Huzzah! Now, the enumeration only outputs 17 plans, with at most one intermediary stop. This is much more reasonable for two parks that are only 500mi from one another, and the only reason there are even as many as 17 plans is simply because each park has multiple RV campgrounds.
Furthermore, this last improvement allows me to accomplish what I set out to do: changing the minimum progress to 400mi allows Souffle to output 3,032 road trip plans from the Everglades to Mount Rainier in under a second.
CLI tool
I’ve parameterized the start and end locations into a small CLI tool to run this road trip planner:
❯ road-trip-planner --help
road-trip-planner 0.0.1
Sam Tay, samctay@pm.me
Generates road trip plans via national parks
USAGE:
road-trip-planner [FLAGS] <from> <to>
ARGS:
<from> Starting park code (e.g. ever)
<to> Ending park code (e.g. olym)
FLAGS:
-h, --help Prints help information
-l, --lucky Output a single trip
--min Use minimum distance between stops (for --lucky)

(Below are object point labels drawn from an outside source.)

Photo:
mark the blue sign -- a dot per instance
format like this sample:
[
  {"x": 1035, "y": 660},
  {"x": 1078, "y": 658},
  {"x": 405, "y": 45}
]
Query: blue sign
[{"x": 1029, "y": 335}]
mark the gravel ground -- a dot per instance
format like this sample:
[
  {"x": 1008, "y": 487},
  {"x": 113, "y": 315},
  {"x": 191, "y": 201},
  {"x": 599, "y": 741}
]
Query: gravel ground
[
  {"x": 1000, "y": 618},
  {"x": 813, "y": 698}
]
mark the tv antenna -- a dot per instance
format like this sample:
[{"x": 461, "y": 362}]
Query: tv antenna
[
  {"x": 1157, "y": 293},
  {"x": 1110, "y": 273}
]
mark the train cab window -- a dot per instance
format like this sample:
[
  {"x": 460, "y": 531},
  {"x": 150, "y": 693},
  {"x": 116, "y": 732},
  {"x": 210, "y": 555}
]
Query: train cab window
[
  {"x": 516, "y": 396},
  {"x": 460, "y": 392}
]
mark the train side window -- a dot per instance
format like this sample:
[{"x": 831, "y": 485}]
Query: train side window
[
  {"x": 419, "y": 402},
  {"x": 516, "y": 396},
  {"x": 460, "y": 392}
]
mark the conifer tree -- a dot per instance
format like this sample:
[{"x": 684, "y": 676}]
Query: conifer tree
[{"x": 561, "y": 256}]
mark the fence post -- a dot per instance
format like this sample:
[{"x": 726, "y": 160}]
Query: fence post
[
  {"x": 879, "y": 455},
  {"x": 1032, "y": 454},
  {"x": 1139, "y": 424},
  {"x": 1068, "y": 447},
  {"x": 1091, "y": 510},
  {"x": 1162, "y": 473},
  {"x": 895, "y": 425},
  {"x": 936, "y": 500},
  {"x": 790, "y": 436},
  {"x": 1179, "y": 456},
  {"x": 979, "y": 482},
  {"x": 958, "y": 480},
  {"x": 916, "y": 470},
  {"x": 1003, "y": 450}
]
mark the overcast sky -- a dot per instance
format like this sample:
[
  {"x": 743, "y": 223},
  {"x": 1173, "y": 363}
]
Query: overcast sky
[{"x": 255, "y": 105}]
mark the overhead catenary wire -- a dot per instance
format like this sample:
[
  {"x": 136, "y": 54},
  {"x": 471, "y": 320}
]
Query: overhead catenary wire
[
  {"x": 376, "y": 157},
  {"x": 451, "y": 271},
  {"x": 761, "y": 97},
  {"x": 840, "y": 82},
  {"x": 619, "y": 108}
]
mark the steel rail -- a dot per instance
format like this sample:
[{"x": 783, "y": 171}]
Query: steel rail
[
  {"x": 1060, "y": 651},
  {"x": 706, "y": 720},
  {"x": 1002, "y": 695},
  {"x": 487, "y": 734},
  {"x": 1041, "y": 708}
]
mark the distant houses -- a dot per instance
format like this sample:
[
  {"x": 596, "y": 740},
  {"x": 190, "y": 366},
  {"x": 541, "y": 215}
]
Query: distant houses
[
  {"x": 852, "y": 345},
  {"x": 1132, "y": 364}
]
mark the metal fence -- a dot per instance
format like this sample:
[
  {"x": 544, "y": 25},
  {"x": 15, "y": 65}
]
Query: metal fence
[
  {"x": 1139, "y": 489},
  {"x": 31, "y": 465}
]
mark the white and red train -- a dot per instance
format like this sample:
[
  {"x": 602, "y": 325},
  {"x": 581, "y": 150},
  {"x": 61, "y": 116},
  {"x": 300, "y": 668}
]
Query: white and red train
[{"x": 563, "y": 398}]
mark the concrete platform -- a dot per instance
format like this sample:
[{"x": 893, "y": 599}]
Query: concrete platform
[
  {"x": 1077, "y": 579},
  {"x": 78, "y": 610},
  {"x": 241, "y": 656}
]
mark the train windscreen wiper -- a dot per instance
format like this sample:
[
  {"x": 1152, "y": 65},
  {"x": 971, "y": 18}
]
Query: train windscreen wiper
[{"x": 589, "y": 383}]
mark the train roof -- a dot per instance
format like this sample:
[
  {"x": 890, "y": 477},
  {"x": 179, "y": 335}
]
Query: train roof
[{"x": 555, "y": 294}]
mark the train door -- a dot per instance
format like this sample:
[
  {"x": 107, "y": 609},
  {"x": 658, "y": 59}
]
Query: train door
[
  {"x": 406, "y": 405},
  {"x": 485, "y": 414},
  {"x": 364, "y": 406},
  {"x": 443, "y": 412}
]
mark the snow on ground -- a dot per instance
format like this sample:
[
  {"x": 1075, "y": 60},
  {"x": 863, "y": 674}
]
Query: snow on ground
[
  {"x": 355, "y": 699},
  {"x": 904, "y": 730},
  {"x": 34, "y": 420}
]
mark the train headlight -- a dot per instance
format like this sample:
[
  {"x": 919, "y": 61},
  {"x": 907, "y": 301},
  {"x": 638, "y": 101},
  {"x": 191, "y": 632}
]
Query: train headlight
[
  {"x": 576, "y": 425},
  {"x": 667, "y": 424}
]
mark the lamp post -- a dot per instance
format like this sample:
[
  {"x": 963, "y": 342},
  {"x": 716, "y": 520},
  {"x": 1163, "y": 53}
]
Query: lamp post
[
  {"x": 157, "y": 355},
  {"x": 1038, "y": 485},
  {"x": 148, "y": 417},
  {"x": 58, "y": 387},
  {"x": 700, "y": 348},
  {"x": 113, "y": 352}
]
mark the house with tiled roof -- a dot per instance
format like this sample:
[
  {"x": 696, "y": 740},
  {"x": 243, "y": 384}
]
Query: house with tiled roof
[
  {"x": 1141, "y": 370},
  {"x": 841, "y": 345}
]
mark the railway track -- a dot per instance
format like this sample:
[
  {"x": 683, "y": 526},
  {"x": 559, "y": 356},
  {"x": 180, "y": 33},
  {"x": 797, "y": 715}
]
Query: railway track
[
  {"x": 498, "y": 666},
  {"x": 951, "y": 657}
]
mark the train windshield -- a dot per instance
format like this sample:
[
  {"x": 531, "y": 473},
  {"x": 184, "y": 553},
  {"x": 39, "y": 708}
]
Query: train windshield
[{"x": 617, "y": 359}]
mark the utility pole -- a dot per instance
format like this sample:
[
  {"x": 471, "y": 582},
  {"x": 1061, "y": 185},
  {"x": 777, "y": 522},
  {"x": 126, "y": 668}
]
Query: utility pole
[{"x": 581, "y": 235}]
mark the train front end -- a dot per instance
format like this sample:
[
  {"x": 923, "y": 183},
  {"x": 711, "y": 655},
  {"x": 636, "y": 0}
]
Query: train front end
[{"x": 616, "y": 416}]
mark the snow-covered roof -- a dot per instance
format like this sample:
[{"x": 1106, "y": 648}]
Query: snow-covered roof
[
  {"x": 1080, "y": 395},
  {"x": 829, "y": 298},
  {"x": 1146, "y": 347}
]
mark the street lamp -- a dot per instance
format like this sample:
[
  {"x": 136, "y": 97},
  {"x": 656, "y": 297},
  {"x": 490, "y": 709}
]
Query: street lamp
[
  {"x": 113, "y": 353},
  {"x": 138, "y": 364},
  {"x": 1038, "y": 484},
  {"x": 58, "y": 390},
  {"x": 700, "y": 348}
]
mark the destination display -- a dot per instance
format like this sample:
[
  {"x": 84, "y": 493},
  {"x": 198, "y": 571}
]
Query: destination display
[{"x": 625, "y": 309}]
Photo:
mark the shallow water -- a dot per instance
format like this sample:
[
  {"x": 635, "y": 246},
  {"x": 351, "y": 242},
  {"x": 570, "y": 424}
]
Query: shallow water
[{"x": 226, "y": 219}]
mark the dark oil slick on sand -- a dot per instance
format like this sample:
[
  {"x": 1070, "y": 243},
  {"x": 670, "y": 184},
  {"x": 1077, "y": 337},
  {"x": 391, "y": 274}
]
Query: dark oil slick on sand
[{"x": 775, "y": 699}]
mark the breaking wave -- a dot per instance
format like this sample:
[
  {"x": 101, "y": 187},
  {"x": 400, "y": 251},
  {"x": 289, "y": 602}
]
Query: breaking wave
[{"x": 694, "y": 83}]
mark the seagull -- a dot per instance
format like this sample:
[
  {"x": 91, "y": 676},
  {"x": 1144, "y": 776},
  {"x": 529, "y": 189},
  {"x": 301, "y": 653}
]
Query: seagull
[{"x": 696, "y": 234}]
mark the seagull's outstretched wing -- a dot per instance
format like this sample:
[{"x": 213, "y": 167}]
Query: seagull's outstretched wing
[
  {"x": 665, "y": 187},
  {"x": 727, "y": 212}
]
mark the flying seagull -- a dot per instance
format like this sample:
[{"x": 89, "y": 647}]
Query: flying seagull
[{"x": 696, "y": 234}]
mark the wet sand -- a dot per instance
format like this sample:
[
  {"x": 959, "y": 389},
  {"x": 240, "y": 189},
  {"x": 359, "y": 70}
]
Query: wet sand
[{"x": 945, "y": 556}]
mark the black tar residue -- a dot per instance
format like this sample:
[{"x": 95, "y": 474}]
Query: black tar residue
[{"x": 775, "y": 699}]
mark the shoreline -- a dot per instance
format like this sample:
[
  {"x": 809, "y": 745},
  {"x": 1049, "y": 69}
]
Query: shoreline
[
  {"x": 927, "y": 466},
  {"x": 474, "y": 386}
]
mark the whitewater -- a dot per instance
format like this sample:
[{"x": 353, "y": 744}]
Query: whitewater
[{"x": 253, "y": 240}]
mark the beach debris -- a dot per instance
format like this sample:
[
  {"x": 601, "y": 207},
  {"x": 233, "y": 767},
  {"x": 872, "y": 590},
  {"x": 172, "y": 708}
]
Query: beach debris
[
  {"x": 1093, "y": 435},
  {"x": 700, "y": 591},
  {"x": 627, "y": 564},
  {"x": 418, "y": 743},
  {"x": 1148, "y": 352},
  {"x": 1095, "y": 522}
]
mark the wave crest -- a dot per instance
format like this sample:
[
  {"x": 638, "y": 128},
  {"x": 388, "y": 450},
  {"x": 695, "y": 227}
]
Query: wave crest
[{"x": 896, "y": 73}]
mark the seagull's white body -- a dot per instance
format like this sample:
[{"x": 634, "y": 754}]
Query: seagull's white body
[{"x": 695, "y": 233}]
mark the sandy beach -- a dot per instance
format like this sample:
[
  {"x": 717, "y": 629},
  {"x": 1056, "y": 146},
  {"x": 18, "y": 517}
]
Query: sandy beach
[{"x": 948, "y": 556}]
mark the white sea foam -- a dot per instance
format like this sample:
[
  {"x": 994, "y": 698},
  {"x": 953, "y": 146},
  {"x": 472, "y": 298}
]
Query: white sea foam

-r, --refresh Use fresh NPS data
-V, --version Prints version information
Conclusion
This was a fun exercise, but the resulting planner isn’t as useful as it could
be. The main missing ingredients are ordering and choice. While souffle supports
a single arbitrary choice from a given domain, what I’d really like to be able
to do is specify preferences, i.e. first choose from campgrounds with wifi
service and dump stations, and if there are none, then settle for cell service,
etc.. Something like Postgres’ coalesce
function would make this planner much
more useful.
Future improvements I have in mind for this planner are the following:
- Include the cell, internet, and dump amenities in the enumeration output. These can then be externally counted, so that plans can be sorted by stops with the most cell service, or to filter plans that include at least one dump stop every 500mi, etc..
- A few more things should be parameterized from the CLI, such as the RV length, minimum progress and maximum segment distance. The minimum progress turns out to be a very important parameter, and makes the difference of whether or not the computation finishes in a second or days.
- Call out to an API for actual driving distance and/or time, instead of using the haversine approximation.